After internal government emails revealed that Donald Trump may have intervened personally to block a long-term relocation plan for the FBI building, a group of House Democrats allege that Trump only did so to divert competition away from his hotel, which is only a few blocks away on Pennsylvania Avenue.
The J. Edgar Hoover building, where the FBI has been located since 1975, not only is falling into disrepair, but its brutalist architecture — made to exude strength — is actually impacting its ability to meet modern security requirements. There's not even enough space for the entire agency; almost 10,000 employees are spread throughout 14 locations in the D.C. area alone. Hence, the plan to relocate the FBI to somewhere more suburban, likely in Maryland, where the agency could accommodate more than enough employees in a brand new, state-of-the-art facility.
However, the FBI and General Services Administration, the agency responsible for managing federal government buildings and property, called for a new plan in February: one that demolishes the J. Edgar Hoover building and construct a new one in its place.
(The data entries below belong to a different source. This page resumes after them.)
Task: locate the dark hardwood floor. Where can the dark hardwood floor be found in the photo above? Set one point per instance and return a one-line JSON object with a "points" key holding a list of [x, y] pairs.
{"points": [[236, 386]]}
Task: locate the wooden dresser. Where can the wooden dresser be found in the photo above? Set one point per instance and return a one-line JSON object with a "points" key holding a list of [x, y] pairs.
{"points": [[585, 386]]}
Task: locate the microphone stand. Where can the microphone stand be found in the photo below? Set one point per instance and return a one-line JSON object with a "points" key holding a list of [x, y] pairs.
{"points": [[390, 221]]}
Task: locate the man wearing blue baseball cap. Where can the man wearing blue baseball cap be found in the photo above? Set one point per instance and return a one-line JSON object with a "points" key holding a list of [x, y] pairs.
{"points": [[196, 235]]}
That newer plan would be considerably more expensive and time consuming.
Democratic representatives Elijah Cummings, Gerry Connolly, Dina Titus, Peter DeFazio and Mike Quigley penned a letter Thursday to GSA administrator Emily Murphy, claiming she withheld information regarding meetings with the president or other White House officials and, thus, created a "misleading" impression about the nature of the decision-making process.
"Based on the latest projections, the new proposal to rebuild the existing Pennsylvania Avenue facility could cost hundreds of millions of dollars more than the long-term relocation plan, but it would accommodate 2,306 fewer employees," the authors wrote. "We have heard no legitimate justification for this decision."
The letter authors argue that the only reason such a decision would be made is because of Trump's desire to keep business booming across the street at the Trump International Hotel.
"Many years before becoming President, Donald Trump expressed interest in the FBI headquarters moving out of Washington, D.C. so he could acquire the land on Pennsylvania Avenue and redevelop the property, which is directly across the street from the Trump International Hotel," the letter says. "However, after he was sworn in as President-and became ineligible as a federal employee to obtain the property-he reportedly became 'dead opposed' to the government selling the property, which would have allowed commercial developers to compete directly with the Trump Hotel."
In addition to the fact Trump may waste government money to ensure his hotel is successful, there's also the issue that many foreign officials have stayed there. Last month, a federal judge green-lit a lawsuit by 200 congressional democrats claiming Trump violated the Emoluments Clause of the Constitution, which bars presidents from taking payments from foreign states without Congress’s consent. Some argue that by staying in the hotel, Trump is accepting payment by foreign actors. This hasn't been forgotten.
"When Donald Trump was elected President, both Republican and Democratic ethics experts recommended that he follow the precedent of every other modem president by liquidating his assets and placing the proceeds into a truly blind trust," wrote the small group of Democrats. "They explained that if he failed to do so, conflicts of interest inevitably would arise that would raise questions about his actions. President Trump declined to follow this advice. Instead, he retained ownership of his businesses and claimed he would cede day-to-day control to his sons."
The group now calls for Murphy and the GSA to release information and documents to determine whether or not Trump is in fact making decisions based on "what is best for the country or what is best for his own financial bottom-line."